Restoring From Backup

Note

Please refer to the official migration documentation to familiarize yourself with potential limitations of the Velero backup system.

In the event of disaster, you can restore from a backup by doing the following:

1. Create a clean k0rdent installation, including velero and its plugins. Specifically, you want to avoid creating a Management object and similar objects because they will be part of your restored cluster. You can remove these objects after installation, but you can also install k0rdent without them in the first place:

   helm install kcm oci://ghcr.io/k0rdent/kcm/charts/kcm \
    --version <version> \
    --create-namespace \
    --namespace kcm-system \
    --set controller.createManagement=false \
    --set controller.createAccessManagement=false \
    --set controller.createRelease=false \
    --set controller.createTemplates=false \
    --set velero.initContainers[0].name=velero-plugin-for-<provider-name> \
    --set velero.initContainers[0].image=velero/velero-plugin-for-<provider-name>:<provider-plugin-tag> \
    --set velero.initContainers[0].volumeMounts[0].mountPath=/target \
    --set velero.initContainers[0].volumeMounts[0].name=plugins
   

2. Create the BackupStorageLocation/Secret objects that were created during the preparation stage of creating a backup (preferably the same depending on a plugin).
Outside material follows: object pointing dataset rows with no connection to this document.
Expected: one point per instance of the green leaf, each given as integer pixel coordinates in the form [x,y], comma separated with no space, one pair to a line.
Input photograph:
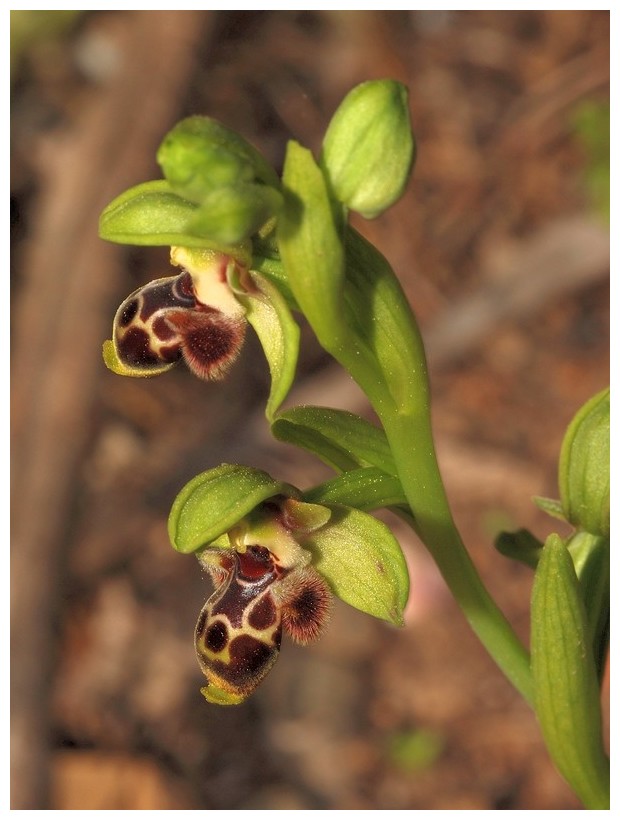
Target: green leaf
[311,247]
[521,546]
[341,439]
[566,691]
[584,467]
[214,501]
[368,148]
[152,214]
[363,563]
[366,488]
[268,313]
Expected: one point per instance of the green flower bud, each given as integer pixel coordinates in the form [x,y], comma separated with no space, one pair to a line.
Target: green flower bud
[368,149]
[200,154]
[584,467]
[231,215]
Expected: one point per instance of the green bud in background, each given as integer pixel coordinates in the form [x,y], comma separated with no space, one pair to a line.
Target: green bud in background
[584,467]
[200,154]
[368,148]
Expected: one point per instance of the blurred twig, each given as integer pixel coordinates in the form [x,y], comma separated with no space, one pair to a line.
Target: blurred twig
[67,273]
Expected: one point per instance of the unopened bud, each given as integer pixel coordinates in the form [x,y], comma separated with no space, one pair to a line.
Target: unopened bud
[584,467]
[368,147]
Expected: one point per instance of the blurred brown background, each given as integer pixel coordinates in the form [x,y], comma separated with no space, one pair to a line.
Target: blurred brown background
[503,248]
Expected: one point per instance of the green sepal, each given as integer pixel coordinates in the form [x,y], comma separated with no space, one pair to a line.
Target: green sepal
[366,488]
[584,467]
[566,694]
[201,153]
[269,315]
[368,149]
[152,214]
[521,546]
[220,697]
[362,562]
[231,215]
[213,502]
[590,554]
[341,439]
[113,363]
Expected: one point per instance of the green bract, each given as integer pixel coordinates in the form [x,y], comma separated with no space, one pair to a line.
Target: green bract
[584,467]
[152,214]
[368,148]
[356,554]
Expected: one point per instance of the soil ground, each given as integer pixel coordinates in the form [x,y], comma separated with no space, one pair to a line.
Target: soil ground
[504,254]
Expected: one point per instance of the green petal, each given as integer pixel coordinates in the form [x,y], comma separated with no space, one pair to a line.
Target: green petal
[269,315]
[214,501]
[584,467]
[363,563]
[341,439]
[368,149]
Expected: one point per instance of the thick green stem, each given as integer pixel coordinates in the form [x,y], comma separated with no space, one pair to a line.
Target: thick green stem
[412,444]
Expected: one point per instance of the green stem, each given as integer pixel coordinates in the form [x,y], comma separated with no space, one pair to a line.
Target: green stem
[412,444]
[406,418]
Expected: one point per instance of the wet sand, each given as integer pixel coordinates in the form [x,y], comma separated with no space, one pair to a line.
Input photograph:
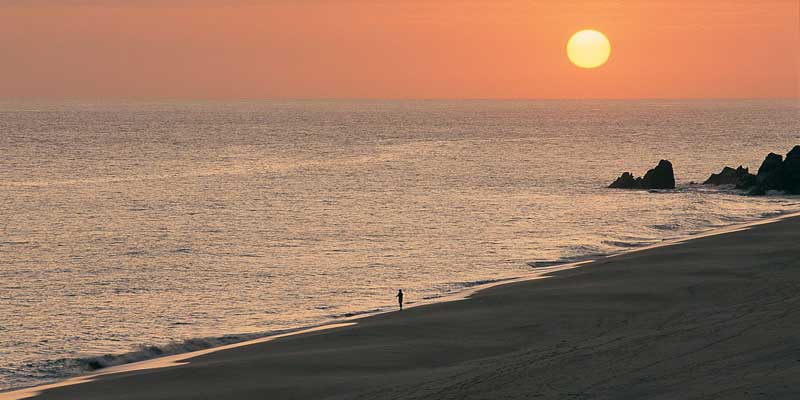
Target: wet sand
[712,317]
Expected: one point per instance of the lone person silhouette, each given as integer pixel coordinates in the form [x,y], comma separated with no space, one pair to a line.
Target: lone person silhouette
[400,298]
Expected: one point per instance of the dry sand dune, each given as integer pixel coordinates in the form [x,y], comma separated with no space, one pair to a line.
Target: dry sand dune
[714,317]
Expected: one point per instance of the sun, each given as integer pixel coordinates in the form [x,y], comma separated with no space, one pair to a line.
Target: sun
[588,48]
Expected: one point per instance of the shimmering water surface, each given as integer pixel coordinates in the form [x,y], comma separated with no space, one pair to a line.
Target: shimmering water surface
[147,223]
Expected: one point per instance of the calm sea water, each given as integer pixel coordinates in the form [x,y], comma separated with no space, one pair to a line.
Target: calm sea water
[144,224]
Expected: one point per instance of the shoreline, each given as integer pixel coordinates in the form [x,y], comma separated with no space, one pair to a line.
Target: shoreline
[536,274]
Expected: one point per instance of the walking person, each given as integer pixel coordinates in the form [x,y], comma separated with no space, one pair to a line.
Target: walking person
[400,298]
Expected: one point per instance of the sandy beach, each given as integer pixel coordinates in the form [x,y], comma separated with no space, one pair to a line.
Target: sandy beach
[712,317]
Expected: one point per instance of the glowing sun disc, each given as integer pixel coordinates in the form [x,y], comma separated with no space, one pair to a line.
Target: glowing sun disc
[588,49]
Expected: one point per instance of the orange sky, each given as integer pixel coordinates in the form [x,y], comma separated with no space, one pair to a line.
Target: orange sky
[396,49]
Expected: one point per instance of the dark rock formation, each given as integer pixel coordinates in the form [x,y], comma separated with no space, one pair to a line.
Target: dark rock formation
[778,174]
[739,177]
[626,181]
[660,177]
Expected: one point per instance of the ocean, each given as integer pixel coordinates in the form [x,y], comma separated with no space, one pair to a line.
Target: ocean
[132,229]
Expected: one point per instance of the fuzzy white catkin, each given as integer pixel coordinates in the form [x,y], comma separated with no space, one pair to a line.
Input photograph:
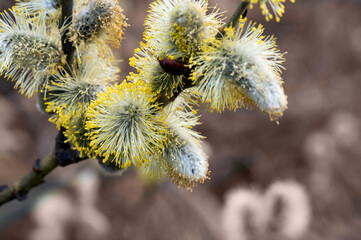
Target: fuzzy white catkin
[239,204]
[296,213]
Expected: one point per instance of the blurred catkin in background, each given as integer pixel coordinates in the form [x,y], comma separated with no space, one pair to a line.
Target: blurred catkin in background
[316,143]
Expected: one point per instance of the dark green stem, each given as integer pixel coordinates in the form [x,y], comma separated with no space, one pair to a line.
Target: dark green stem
[63,154]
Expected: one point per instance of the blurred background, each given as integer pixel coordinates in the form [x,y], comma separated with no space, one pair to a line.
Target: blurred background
[316,147]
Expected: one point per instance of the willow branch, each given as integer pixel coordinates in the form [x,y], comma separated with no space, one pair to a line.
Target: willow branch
[63,154]
[67,15]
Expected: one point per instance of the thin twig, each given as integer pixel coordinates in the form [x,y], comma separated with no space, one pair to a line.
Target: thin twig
[63,154]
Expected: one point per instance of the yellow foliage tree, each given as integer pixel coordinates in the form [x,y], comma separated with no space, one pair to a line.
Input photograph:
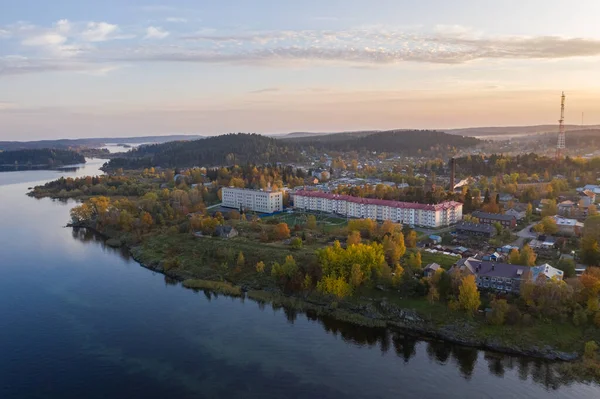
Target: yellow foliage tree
[468,297]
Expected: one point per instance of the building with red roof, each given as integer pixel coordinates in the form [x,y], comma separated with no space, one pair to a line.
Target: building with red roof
[435,215]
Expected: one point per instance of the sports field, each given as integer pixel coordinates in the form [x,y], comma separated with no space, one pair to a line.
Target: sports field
[294,218]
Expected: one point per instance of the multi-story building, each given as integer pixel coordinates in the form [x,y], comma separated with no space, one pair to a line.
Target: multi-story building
[505,277]
[252,200]
[438,215]
[508,221]
[466,229]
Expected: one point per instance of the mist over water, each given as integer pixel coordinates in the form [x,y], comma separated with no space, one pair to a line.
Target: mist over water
[79,319]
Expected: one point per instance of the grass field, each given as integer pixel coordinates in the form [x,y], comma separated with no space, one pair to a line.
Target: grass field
[323,220]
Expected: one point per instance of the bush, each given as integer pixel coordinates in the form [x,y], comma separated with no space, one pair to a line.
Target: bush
[590,349]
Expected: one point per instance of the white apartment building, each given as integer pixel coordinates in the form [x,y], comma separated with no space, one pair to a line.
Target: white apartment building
[444,214]
[252,200]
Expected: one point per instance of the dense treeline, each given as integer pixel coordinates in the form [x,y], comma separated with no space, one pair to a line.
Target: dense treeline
[46,157]
[498,164]
[394,141]
[242,148]
[228,149]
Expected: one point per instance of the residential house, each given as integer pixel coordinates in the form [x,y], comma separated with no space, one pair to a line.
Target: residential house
[226,232]
[568,226]
[494,276]
[546,272]
[518,214]
[466,229]
[431,269]
[507,221]
[567,208]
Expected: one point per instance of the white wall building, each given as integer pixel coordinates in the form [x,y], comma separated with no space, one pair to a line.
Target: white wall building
[438,215]
[252,200]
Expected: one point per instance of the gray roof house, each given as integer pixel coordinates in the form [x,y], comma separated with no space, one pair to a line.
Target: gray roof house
[494,276]
[226,232]
[475,230]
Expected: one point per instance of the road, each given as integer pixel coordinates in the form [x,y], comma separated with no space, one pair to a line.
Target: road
[523,235]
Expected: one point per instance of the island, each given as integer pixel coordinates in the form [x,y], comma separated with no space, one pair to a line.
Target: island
[277,222]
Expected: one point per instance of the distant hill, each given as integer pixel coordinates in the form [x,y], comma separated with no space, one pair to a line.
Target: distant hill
[90,142]
[515,130]
[227,149]
[243,148]
[407,142]
[39,158]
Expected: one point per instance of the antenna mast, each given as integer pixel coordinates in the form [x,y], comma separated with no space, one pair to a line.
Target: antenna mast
[560,146]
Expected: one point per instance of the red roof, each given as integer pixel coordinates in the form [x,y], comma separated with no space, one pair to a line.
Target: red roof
[373,201]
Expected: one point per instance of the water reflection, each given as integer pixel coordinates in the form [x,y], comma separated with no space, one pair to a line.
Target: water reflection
[89,237]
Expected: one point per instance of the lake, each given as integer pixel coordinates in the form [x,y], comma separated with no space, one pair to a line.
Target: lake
[82,320]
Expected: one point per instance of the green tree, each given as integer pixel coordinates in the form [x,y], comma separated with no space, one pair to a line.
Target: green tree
[241,261]
[296,243]
[311,222]
[411,239]
[468,297]
[353,238]
[567,266]
[500,308]
[529,212]
[260,267]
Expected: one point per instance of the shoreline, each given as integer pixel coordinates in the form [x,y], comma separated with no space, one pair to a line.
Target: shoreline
[404,321]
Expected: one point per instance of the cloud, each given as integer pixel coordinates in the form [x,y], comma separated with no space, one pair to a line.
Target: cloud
[266,90]
[176,20]
[70,47]
[157,8]
[156,33]
[63,26]
[99,32]
[45,39]
[6,105]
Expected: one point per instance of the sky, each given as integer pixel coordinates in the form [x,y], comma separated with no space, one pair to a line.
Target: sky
[114,68]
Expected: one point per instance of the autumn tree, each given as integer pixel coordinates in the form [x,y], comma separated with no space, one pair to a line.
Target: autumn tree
[411,239]
[353,238]
[468,297]
[311,222]
[281,231]
[260,267]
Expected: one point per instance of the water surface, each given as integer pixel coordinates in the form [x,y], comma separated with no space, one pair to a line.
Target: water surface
[81,320]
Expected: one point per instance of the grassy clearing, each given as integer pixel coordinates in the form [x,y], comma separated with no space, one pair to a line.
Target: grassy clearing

3. Restore the kcm system creating the Restore object. Note that it is important to set the .spec.existingResourcePolicy field value to update:

   apiVersion: velero.io/v1
   kind: Restore
   metadata:
     name: <restore-name>
     namespace: kcm-system
   spec:
     backupName: <backup-name>
     existingResourcePolicy: update
     includedNamespaces:
     - '*'
   

4. Wait until the Restore status is Completed and all kcm components are up and running.

Caveats

For some CAPI providers it is necessary to make changes to the Restore object due to the large number of different resources and logic in each provider. The resources described below are not excluded from a ManagementBackup by default to avoid logical dependencies on one or another provider, and to create a provider-agnostic system.

Note

The described caveats apply only to the Restore object creation step and do not affect the other steps.

Azure (CAPZ)

The following resources should be excluded from the Restore object:

• natgateways.network.azure.com
• resourcegroups.resources.azure.com
• virtualnetworks.network.azure.com
• virtualnetworkssubnets.network.azure.com

Due to the webhook conversion, objects of these resources cannot be restored, and they will be created in the management cluster by the CAPZ provider automatically with the same spec as in the backup.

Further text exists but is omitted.